Decker Bronc was hanging ten feet in the air on a soundstage that was wrapped in green screen material ready for the motion capture shoot. He was wearing a bright green spandex jumpsuit with ping pong-sized white balls stuck all over it. His face was covered with white dots the size of erasers on pencils back when people still used pencils with erasers instead of delete keys. He also wore what could only be described as headgear, consisting of straps that tightened a metal helmet to his forehead and which supported a foot-long rod in front that held a camera lens on the end pointed at his face.
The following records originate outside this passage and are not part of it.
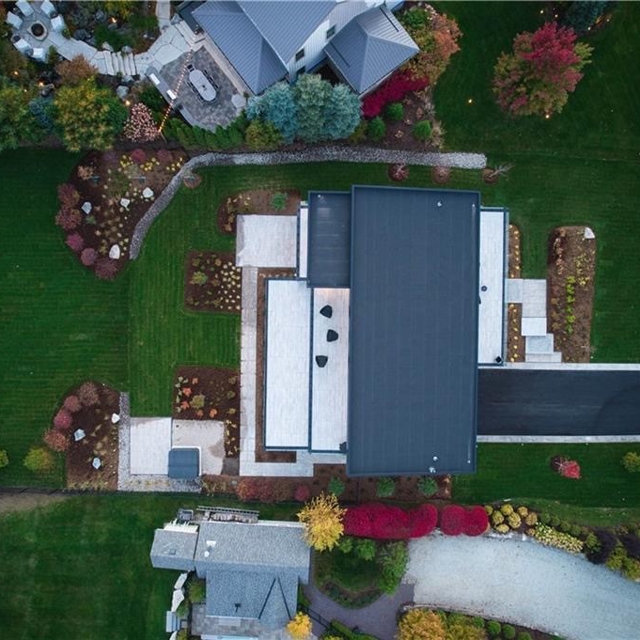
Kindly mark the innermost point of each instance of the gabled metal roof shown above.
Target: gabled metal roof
(413, 336)
(329, 239)
(241, 42)
(369, 48)
(287, 24)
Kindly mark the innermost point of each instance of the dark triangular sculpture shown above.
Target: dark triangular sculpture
(326, 311)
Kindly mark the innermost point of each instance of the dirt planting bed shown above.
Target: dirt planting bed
(212, 282)
(283, 202)
(570, 279)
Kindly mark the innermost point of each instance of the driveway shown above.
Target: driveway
(523, 582)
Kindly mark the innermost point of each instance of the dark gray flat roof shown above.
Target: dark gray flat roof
(558, 403)
(329, 239)
(413, 331)
(184, 463)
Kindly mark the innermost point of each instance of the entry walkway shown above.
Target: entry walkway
(522, 582)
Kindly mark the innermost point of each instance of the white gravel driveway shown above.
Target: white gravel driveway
(523, 582)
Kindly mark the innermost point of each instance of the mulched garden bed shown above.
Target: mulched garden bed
(97, 404)
(256, 201)
(207, 393)
(116, 189)
(261, 454)
(570, 278)
(515, 341)
(212, 282)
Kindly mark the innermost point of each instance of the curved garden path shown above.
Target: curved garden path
(318, 154)
(523, 582)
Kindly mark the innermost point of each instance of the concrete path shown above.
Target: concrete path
(523, 582)
(378, 619)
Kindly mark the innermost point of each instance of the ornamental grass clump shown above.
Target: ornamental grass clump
(552, 538)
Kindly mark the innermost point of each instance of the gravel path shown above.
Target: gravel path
(318, 154)
(377, 619)
(523, 582)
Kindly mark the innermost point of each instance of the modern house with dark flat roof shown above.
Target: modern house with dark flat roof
(372, 348)
(269, 40)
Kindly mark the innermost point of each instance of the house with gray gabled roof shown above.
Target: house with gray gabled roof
(252, 571)
(269, 40)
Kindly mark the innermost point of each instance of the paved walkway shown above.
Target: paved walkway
(523, 582)
(378, 619)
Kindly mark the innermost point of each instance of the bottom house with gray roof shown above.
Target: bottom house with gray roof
(252, 571)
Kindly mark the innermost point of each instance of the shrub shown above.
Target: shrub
(336, 486)
(508, 632)
(394, 112)
(88, 394)
(56, 441)
(476, 521)
(106, 268)
(75, 242)
(452, 520)
(62, 420)
(605, 546)
(68, 219)
(299, 627)
(39, 460)
(422, 130)
(393, 559)
(544, 68)
(427, 486)
(631, 462)
(376, 130)
(88, 256)
(385, 487)
(322, 517)
(421, 624)
(138, 156)
(506, 509)
(302, 493)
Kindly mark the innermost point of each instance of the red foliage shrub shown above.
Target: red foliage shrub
(75, 242)
(88, 256)
(392, 90)
(422, 521)
(68, 219)
(106, 268)
(302, 493)
(138, 156)
(452, 520)
(56, 441)
(68, 196)
(248, 489)
(476, 521)
(62, 420)
(88, 394)
(72, 403)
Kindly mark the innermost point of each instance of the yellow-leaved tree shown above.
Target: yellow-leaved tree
(421, 624)
(299, 627)
(322, 517)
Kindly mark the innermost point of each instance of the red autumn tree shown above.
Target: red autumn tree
(543, 69)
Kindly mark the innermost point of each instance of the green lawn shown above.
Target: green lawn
(81, 569)
(59, 325)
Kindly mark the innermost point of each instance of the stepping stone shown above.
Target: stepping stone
(326, 311)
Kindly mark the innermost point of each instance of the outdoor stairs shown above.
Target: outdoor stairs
(120, 63)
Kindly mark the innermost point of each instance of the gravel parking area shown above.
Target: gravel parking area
(523, 582)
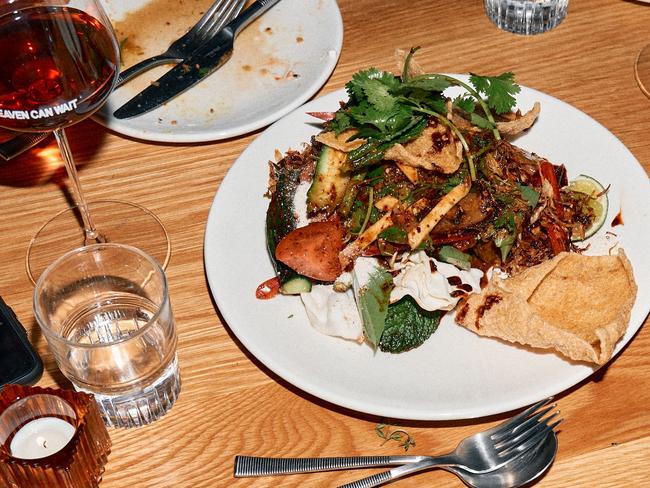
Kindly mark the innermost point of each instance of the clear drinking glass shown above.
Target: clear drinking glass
(642, 70)
(59, 61)
(526, 16)
(105, 312)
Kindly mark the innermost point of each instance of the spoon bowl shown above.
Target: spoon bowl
(518, 472)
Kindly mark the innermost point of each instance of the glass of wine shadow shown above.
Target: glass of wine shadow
(59, 61)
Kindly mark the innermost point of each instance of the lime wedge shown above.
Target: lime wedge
(598, 202)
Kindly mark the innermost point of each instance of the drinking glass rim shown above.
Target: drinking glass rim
(92, 247)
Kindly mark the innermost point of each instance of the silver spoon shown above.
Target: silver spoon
(521, 470)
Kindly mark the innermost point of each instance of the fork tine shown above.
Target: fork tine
(525, 424)
(521, 436)
(230, 11)
(533, 441)
(209, 14)
(503, 429)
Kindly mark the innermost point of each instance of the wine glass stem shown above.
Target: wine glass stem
(91, 234)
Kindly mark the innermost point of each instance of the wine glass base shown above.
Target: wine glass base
(642, 70)
(116, 221)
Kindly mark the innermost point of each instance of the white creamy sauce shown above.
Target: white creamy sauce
(300, 204)
(434, 285)
(333, 313)
(428, 282)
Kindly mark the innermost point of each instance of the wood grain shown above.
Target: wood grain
(230, 404)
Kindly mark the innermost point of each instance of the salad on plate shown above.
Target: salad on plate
(411, 200)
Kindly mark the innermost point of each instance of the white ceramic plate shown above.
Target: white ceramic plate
(455, 374)
(278, 63)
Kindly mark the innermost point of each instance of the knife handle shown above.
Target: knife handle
(246, 466)
(250, 14)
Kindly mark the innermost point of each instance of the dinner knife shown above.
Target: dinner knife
(201, 63)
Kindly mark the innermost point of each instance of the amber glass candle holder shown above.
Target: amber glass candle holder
(51, 438)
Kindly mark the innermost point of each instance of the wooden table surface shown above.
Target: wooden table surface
(231, 404)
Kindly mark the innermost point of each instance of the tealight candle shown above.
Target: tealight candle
(51, 438)
(41, 437)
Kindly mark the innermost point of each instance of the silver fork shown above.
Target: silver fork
(479, 453)
(218, 15)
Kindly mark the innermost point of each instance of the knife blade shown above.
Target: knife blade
(201, 63)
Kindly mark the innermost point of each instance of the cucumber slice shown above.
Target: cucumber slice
(599, 202)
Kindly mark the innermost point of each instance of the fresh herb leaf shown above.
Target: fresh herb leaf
(465, 103)
(499, 90)
(482, 122)
(394, 234)
(372, 300)
(529, 194)
(451, 255)
(407, 326)
(399, 435)
(504, 240)
(430, 83)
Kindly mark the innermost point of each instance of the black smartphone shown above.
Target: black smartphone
(19, 362)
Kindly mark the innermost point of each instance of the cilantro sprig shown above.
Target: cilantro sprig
(386, 109)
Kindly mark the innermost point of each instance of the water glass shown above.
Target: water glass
(104, 310)
(526, 16)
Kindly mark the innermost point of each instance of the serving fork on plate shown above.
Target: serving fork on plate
(480, 453)
(219, 14)
(214, 19)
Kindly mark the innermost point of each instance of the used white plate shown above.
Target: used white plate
(455, 374)
(278, 63)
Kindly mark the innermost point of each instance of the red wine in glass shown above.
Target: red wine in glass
(59, 61)
(58, 66)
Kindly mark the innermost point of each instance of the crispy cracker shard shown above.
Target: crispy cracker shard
(575, 304)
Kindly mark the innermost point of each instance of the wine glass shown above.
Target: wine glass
(642, 70)
(59, 61)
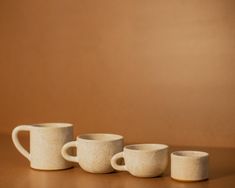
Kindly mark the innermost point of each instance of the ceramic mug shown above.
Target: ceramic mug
(189, 165)
(94, 151)
(46, 141)
(143, 160)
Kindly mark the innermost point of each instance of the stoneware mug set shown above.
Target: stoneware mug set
(100, 153)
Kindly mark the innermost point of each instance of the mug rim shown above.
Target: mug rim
(52, 125)
(113, 137)
(189, 154)
(150, 147)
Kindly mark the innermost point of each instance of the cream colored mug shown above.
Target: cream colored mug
(94, 151)
(46, 141)
(143, 160)
(189, 165)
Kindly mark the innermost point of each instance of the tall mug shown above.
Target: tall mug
(46, 141)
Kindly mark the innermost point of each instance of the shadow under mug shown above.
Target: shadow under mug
(94, 151)
(46, 141)
(142, 160)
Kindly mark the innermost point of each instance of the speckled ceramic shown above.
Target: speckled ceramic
(94, 151)
(46, 141)
(189, 165)
(143, 160)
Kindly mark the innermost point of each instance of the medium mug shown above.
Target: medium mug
(142, 160)
(94, 151)
(46, 141)
(189, 165)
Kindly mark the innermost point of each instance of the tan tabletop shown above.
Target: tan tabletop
(15, 172)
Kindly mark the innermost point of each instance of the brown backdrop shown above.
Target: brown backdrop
(153, 71)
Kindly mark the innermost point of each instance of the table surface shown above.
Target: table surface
(15, 172)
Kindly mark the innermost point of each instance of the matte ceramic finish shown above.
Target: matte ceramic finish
(46, 141)
(94, 151)
(143, 160)
(189, 165)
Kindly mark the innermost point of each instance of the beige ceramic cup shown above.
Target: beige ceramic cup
(46, 141)
(94, 151)
(143, 160)
(189, 165)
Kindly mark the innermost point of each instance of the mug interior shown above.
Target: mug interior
(146, 147)
(100, 137)
(190, 154)
(53, 125)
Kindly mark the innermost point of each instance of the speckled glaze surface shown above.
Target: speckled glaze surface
(46, 141)
(94, 151)
(143, 160)
(189, 165)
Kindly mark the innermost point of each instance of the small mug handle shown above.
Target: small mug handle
(16, 141)
(65, 154)
(114, 162)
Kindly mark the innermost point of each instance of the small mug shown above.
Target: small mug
(189, 165)
(46, 141)
(94, 151)
(143, 160)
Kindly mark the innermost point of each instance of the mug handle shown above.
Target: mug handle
(114, 162)
(65, 154)
(16, 141)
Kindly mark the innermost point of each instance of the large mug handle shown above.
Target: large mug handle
(16, 142)
(64, 151)
(114, 162)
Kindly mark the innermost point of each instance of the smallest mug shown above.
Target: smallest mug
(189, 165)
(143, 160)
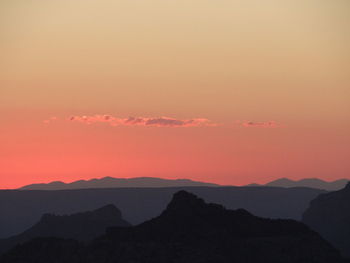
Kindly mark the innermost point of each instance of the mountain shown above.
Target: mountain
(190, 230)
(81, 226)
(110, 182)
(329, 214)
(310, 182)
(21, 209)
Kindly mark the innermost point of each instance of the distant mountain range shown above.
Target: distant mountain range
(83, 226)
(329, 215)
(308, 182)
(189, 230)
(110, 182)
(20, 209)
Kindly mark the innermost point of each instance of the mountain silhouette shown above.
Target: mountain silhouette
(22, 209)
(110, 182)
(310, 182)
(189, 230)
(329, 214)
(80, 226)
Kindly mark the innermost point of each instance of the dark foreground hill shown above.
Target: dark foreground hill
(81, 226)
(21, 209)
(111, 182)
(329, 214)
(189, 230)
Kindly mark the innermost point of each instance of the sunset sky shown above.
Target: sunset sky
(226, 91)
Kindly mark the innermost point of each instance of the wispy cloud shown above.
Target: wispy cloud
(142, 121)
(265, 124)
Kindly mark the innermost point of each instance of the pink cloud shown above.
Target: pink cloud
(142, 121)
(267, 124)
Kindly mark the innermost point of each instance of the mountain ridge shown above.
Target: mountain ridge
(190, 230)
(329, 215)
(112, 182)
(307, 182)
(82, 226)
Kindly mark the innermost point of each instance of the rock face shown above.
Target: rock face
(192, 231)
(110, 182)
(310, 182)
(20, 210)
(329, 214)
(81, 226)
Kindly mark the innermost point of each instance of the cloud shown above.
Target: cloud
(142, 121)
(267, 124)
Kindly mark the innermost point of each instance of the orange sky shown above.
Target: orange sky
(270, 79)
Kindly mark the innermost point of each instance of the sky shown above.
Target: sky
(228, 91)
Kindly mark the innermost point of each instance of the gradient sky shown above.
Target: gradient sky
(225, 91)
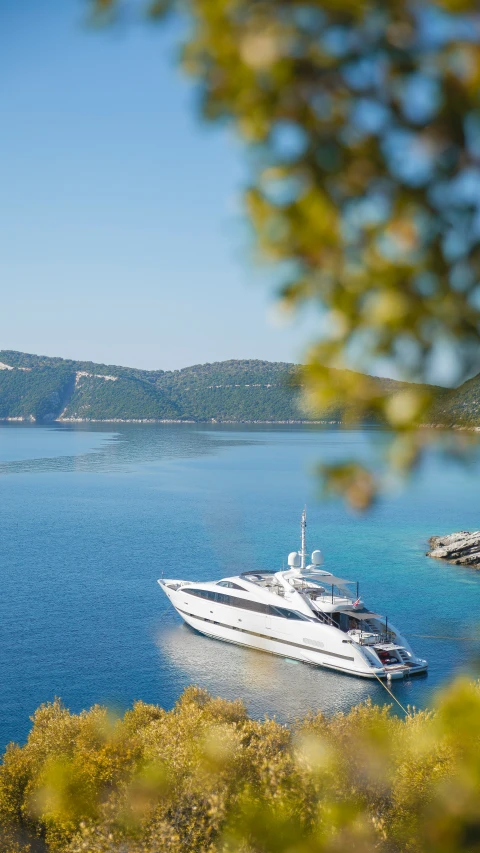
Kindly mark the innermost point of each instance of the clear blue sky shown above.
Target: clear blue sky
(120, 234)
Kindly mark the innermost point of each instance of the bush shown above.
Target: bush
(205, 778)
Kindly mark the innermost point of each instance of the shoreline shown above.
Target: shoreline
(287, 422)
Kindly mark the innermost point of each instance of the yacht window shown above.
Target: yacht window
(245, 604)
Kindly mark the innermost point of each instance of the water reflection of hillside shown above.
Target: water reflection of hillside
(112, 447)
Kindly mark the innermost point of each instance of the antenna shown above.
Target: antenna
(303, 552)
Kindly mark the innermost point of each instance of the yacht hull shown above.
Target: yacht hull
(263, 635)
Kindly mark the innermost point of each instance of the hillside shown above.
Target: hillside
(39, 388)
(461, 406)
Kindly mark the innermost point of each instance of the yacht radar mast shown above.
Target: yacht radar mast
(303, 552)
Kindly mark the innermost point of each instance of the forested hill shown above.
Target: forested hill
(39, 388)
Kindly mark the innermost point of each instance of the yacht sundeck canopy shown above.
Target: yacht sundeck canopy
(330, 580)
(364, 614)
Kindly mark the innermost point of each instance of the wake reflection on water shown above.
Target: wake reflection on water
(269, 685)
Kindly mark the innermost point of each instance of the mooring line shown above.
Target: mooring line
(405, 711)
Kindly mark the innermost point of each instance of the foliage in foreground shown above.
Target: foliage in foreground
(206, 777)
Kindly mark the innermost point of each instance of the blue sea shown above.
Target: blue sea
(91, 515)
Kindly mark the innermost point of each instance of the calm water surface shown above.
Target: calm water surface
(91, 515)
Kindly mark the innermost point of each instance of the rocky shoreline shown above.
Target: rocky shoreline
(461, 549)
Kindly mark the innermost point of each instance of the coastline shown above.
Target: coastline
(300, 422)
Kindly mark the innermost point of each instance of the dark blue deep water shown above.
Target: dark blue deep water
(91, 515)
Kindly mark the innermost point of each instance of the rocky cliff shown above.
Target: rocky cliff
(462, 549)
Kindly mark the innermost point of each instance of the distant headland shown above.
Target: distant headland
(43, 389)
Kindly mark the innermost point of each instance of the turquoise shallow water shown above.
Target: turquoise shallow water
(90, 516)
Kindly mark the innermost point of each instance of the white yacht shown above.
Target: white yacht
(303, 612)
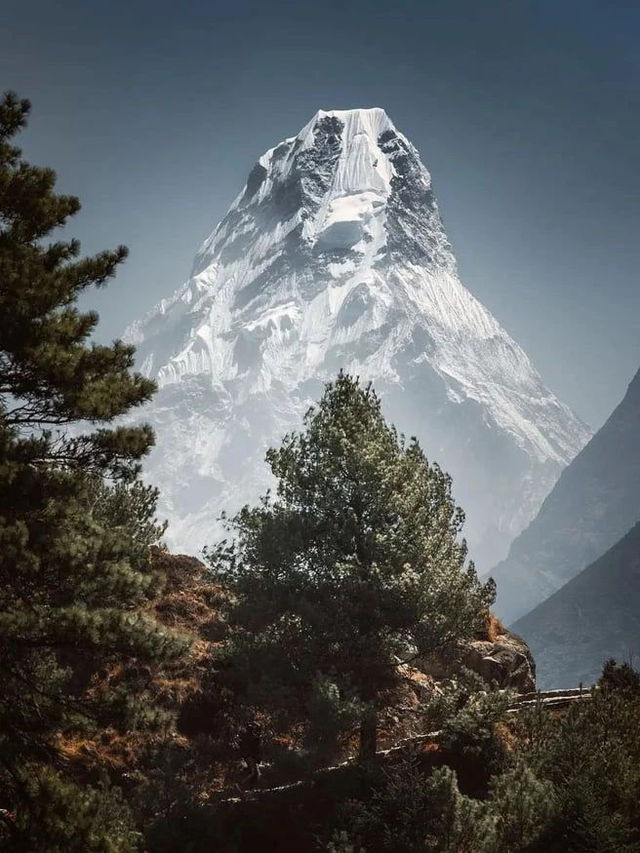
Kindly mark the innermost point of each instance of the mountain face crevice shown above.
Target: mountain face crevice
(334, 256)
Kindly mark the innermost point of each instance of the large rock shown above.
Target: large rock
(506, 661)
(499, 656)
Three bored-looking young men stood hanging onto the wires and ropes and back-up ropes that supported Decker mid-air on the green sound stage. But even with all the discomfort, Decker was still glad he was there amid the grips, gaffers, best boys, computer geeks and one very overworked-looking script supervisor all rushing around. This had been a last-minute job booking and only his second credit in more than two years. It was his first motion capture gig but while his body would be animated at various times, at least he’d be back on the big screen again.
Andy Garcia, seeking to break out of playing stereotypical Latino gangsters, had snagged the part first but then dropped out at the last minute. That’s how the business worked for Decker; he had to wait for the fall throughs, the no shows, the rehab visits and the ego trips. Then he got the job.
Decker had been an almost A-lister once. Now he was probably a B-lister on his best days. And, when guest hosting game shows, definitely a C-lister. But his agent had assured him this massive budget tentpole with the latest CGI could put him back on top. After all, as the tenpercenter had reminded, both Marlon Brando and Russell Crowe had played Superman’s father Jor-El in state-of-the-art CGI pictures like this one.
A guy young enough to be Decker’s grandson who’d introduced himself as the director that morning now yelled up to Decker.
“You okay up there, Deck? Looking great!”